Both Denmark and China have chosen to invest heavily in urban district energy/CHP infrastructure, but transposing the Denmark energy taxation model or the Chinese com­mand/control regime to the U.S. government is not likely. We need to find a middle ground policy mechanism with government loan guarantees, revolving funds or tax-exempt bonding as the means to support initial capital investment in district energy. Unlike regulated utilities that essentially act as monopolies with an obligation to serve everyone in their territory, district energy in the U.S. is a wholly competitive endeavor where building owners can decide whether to connect or install their own in-building boilers and chillers. Investment or production tax credits may help to attract private capital or improve ROI's but policies to diminish development risk are also needed. In the Middle East and Asia, public-private partnerships have stimulated huge growth in district energy investments.

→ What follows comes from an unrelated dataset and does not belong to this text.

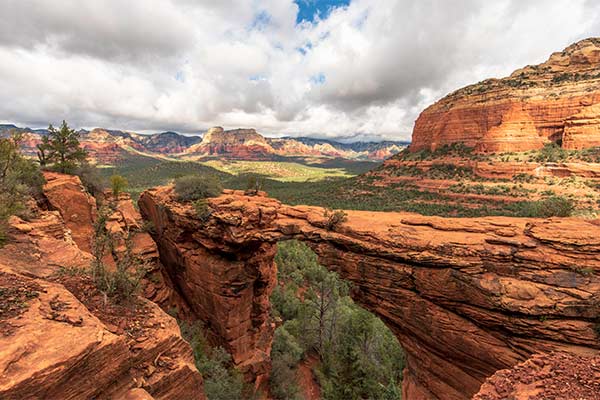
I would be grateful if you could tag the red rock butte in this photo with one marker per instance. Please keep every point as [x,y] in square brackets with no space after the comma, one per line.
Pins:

Today, more than half of the world's 6.3 billion people live in cities. By 2050, U.N. research predicts global population will increase to nearly 9 billion people and nearly 70 percent - or 6.3 billion - will live in urban centers. Taken another way, in 40 years, today's total global population will have moved virtually altogether into our cities and even mega-cities with more than 30 million inhabitants. In order to support this dense energy and environmental concentration, we will absolutely need thermal energy infrastructure to utilize surplus heat from power stations and convert municipal waste from landfill liability to useful energy. Even today, we can ill afford to throw away two-thirds of the fuel we burn to make electricity, let alone when urban populations have nearly doubled.

We can be encouraged by the tre­mendous success in increasing urban energy efficiency that IDEA members have already demonstrated in their com­munities. For instance, UT Austin's focus on modeling and managing the efficiency of its CHP/district energy system allows it to serve twice as many square feet of cus­tomer space today with the same volume of fuel as 20 years ago. District Energy St. Paul has shown similar results, now serving twice the customer square footage as it did in the 1980s with the same fuel volume, and its switch to renewables has also cut urban CO2 emissions by nearly 240,000 tons per year. In Toronto, Enwave's investment in lake water district cooling reduced peak power demand by 90 percent and cut emissions equivalent to taking nearly 16,000 cars off the road.

These real-world cases demonstrate that district energy is not only proven, readily available and highly effective; it is essential infrastructure for a sustainable city. Our challenge is to educate a range of audiences on the near-term potential for district energy and direct finite resources where we can achieve the greatest benefit for our members. If half the world is moving to cities, maybe we should too.